From Blueprint to reality : un rapport clé de l’iniative Transitioning Industrial Clusters du Forum économique mondial
Vers une transition industrielle FINANcable : le rôle clé des infrastructures énergétiques partagées
La communauté Transitioning Industial Clusters, dont fait partie Dunkerque avec son projet DKarbonation, est une initiative portée par le Forum économique mondial. Elle regroupe désormais 40 pôles industriels répartis dans 20 pays, réunissant plus de 70 acteurs des secteurs industriel, public et institutionnel. Pour en savoir plus sur l’impact de l’initiative TIC, consultez l’article dédié.
Le World Economic Forum (WEF) publie en ce mois de janvier 2026 un rapport stratégique appelant à repenser la manière dont les grandes industries abordent leur transformation énergétique. Intitulé From Blueprint to Reality: A Stronger Business Case for Shared Energy Infrastructure, ce document met en lumière un constat central : malgré des engagements ambitieux en faveur de la décarbonation, les investissements dans des projets industriels essentiels restent insuffisants pour atteindre les objectifs climatiques et économiques mondiaux.
Un investissement encore trop limité
Selon le rapport, les flux financiers vers les infrastructures nécessaires à la transformation des secteurs industriels les plus émetteurs — chimie, acier, ciment, raffinage, etc. — stagnent entre 30 et 50 milliards de dollars annuels. Ces montants sont nettement en-deçà des besoins réels pour assurer une transition vers des systèmes énergétiques durables et compétitifs. Cette absence de financement empêche de nombreuses technologies propres de dépasser le stade des projets pilotes et d’atteindre la faisabilité financière nécessaire pour attirer des capitaux privés.
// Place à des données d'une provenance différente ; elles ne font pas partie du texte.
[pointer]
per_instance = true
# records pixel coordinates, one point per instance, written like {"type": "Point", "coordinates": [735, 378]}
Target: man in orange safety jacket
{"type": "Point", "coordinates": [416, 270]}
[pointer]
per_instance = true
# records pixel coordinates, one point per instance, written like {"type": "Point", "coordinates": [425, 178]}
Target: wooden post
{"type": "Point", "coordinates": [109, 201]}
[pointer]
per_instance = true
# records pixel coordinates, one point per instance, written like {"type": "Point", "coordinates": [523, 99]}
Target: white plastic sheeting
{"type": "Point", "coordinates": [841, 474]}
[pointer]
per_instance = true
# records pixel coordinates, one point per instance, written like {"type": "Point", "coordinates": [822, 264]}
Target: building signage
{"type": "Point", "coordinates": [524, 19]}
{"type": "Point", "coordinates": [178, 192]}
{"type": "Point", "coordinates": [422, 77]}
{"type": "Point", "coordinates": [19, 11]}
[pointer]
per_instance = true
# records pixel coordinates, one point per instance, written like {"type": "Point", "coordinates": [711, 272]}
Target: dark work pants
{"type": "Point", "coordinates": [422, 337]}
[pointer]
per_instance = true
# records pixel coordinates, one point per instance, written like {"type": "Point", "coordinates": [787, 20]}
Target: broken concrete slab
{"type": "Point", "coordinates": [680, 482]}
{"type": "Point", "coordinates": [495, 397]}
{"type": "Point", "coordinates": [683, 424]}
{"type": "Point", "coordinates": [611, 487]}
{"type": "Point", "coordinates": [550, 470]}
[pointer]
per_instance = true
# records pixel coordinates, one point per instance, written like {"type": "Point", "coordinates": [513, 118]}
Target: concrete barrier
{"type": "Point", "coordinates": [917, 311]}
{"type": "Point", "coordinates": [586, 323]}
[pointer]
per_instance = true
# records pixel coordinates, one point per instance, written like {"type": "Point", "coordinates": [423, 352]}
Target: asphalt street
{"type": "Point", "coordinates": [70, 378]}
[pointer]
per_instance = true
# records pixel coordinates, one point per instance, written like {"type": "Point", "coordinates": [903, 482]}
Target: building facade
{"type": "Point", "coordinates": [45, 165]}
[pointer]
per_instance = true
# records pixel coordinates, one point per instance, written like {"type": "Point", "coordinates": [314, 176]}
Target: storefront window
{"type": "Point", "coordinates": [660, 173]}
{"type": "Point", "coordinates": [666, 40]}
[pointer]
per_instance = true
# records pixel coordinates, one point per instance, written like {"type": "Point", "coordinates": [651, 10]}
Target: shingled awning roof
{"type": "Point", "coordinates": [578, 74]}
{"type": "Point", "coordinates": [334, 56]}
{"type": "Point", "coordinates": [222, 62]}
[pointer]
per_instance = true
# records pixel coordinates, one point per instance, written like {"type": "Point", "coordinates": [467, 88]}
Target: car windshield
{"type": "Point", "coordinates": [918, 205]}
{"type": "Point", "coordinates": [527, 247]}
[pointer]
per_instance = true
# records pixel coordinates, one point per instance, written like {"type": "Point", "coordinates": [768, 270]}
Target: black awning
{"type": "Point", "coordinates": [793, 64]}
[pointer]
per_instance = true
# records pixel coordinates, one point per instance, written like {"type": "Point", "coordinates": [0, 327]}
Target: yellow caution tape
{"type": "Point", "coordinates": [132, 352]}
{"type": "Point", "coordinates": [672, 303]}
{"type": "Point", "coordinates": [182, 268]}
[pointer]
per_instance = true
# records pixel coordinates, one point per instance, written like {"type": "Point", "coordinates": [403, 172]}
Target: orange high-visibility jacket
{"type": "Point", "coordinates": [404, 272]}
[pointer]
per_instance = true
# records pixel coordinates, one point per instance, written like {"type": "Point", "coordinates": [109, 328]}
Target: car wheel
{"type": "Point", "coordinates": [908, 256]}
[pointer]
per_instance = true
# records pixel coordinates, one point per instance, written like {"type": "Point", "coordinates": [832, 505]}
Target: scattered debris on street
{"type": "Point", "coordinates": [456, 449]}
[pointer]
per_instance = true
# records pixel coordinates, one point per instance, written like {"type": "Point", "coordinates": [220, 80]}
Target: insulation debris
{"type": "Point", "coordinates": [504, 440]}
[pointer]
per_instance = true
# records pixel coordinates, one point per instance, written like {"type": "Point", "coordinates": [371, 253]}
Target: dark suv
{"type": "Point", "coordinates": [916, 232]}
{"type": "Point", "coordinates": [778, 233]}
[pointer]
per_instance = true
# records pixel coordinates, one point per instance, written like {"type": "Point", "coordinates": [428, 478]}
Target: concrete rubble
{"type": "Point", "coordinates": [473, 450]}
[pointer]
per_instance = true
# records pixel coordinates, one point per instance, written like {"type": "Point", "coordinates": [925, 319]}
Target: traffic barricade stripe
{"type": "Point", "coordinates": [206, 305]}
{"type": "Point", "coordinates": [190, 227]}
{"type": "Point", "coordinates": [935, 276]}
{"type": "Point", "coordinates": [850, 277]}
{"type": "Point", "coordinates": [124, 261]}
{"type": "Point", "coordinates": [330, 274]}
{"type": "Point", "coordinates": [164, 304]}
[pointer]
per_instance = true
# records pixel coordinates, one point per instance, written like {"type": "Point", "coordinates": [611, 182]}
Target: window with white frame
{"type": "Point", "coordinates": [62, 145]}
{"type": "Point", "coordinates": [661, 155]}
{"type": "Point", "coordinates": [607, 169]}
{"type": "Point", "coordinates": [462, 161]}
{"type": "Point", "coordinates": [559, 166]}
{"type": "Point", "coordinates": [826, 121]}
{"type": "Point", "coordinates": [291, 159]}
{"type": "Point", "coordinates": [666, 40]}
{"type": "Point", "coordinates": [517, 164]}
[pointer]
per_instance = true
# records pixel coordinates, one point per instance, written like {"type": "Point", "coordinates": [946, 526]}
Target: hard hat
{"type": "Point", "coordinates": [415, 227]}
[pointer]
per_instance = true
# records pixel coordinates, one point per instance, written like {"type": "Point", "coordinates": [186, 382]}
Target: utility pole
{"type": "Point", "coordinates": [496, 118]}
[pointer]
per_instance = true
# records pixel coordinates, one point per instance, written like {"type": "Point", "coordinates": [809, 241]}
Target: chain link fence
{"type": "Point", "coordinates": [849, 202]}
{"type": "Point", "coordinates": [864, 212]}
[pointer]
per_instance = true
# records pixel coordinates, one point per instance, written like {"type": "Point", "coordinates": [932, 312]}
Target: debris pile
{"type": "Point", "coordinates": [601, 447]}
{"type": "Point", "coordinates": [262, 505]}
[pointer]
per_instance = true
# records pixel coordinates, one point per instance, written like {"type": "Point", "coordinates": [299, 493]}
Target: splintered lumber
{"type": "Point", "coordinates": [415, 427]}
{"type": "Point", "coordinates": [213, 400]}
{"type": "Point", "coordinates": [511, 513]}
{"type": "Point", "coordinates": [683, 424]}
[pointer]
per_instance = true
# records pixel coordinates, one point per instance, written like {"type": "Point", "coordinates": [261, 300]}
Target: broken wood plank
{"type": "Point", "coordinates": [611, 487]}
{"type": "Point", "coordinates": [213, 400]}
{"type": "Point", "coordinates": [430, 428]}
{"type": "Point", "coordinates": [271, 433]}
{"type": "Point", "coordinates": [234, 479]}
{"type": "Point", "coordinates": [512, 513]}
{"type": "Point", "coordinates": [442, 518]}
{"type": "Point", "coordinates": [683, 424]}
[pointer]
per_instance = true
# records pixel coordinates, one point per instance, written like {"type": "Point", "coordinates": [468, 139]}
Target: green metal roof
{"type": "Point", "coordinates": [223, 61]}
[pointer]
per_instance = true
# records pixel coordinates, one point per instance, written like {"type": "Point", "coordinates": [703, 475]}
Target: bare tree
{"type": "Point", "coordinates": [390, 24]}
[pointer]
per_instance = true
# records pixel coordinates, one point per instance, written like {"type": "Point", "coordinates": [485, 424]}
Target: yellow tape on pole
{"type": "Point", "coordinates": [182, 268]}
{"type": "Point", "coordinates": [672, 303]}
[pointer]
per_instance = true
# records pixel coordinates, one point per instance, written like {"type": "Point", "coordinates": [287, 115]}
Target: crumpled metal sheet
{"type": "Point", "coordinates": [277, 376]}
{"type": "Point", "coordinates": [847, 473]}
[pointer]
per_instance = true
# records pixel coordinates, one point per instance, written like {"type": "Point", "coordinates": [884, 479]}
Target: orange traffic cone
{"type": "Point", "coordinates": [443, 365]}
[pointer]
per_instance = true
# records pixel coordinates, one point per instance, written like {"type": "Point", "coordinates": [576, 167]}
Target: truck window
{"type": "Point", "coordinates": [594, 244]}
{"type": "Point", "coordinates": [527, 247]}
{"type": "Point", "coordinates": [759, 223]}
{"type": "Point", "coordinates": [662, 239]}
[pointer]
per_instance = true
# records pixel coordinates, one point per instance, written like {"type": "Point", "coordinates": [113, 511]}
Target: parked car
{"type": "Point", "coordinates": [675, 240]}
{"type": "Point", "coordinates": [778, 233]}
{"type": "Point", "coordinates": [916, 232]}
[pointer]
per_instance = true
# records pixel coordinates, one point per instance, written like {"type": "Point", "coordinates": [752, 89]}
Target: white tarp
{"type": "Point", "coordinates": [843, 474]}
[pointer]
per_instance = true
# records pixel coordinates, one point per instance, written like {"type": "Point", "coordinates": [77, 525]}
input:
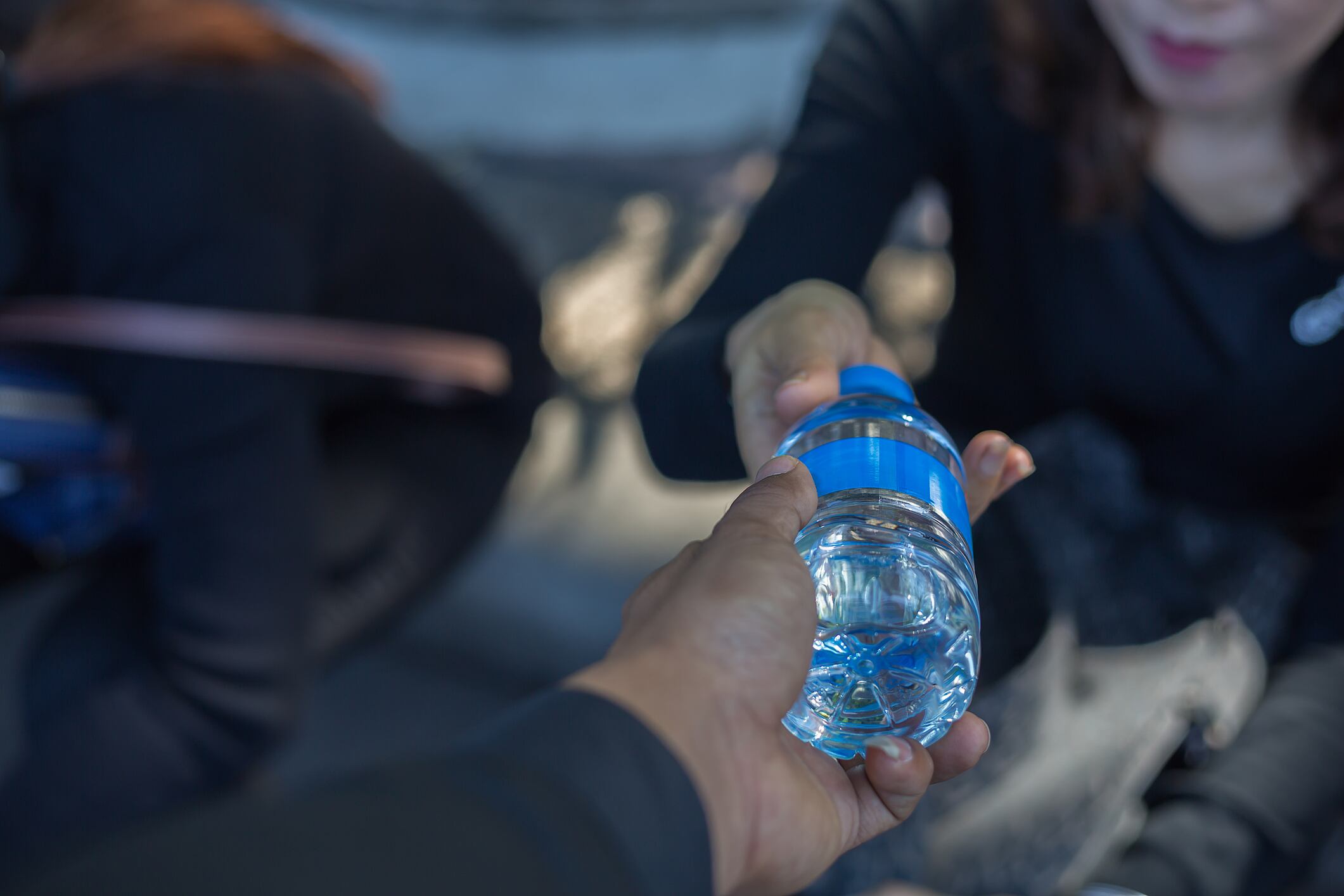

La proposition : mutualiser l’infrastructure énergétique
Le Forum économique mondial plaide pour une approche collective basée sur des « clusters industriels » : des zones géographiques où plusieurs entreprises co-investissent dans des infrastructures énergétiques partagées — réseaux hydrogène, systèmes de transport et stockage de CO₂, connexions électriques ou réseaux thermiques. En mutualisant ces ressources, le rapport soutient que l’on peut :
- Réduire les coûts unitaires des projets ;
- Créer des volumes de demande agrégés, renforçant la sécurité des revenus pour les investisseurs ;
- Diminuer les risques d’exécution grâce à une coordination centralisée ;
- Rendre des projets complexes bancables et attractifs pour les capitaux privés.
Cette approche de coopération public-privé permettrait d’accélérer la transformation des secteurs dits hard-to-abate (difficiles à décarboner), où les coûts et les risques ont jusqu’ici freiné l’entrée des financements nécessaires.
Des bénéfices économiques et environnementaux mesurables
Le rapport ne se contente pas d’arguments théoriques : il s’appuie sur les travaux de l’initiative Transitioning Industrial Clusters du Forum économique mondial, qui montre qu’un déploiement organisé de clusters pourrait générer :
- une réduction d’environ 877 millions de tonnes d’émissions de CO₂ équivalent ;
- une contribution à hauteur de 508 milliards de dollars au PIB mondial ;
- et le soutien de 4,6 millions d’emplois à l’échelle globale.
Ces chiffres confirment le potentiel économique significatif des infrastructures partagées, au-delà de leur impact climatique.
Vers une transformation industrielle réaliste
L’étude identifie également plusieurs conditions de succès :
- Des cadres de gouvernance clairs pour coordonner les acteurs publics et privés.
- Des mécanismes de partage des risques afin d’attirer des financements privés.
- Un rôle actif des pouvoirs publics pour catalyser l’investissement initial et structurer les marchés.
Paradoxalement, alors que les objectifs de décarbonation sont largement reconnus, le rapport met en avant que le véritable défi n’est plus la définition de la vision, mais bien la capacité à la mettre en œuvre via des modèles économiques robustes.
Conclusion : passage de l’ambition à l’action
Le rapport From Blueprint to Reality résonne comme un appel aux décideurs industriels, financiers et politiques : pour que la transition énergétique se concrétise à grande échelle, il faut dépasser les approches fragmentées. Les infrastructures partagées pour l’énergie, structurées en clusters industriels, représentent une solution pragmatique pour transformer des objectifs de neutralité carbone en projets investissables, générateurs d’emplois et de croissance.
Une vision largement partagée et développée à Dunkerque dans le cadre du projet DKarbonation piloté par ÉcosystèmeD.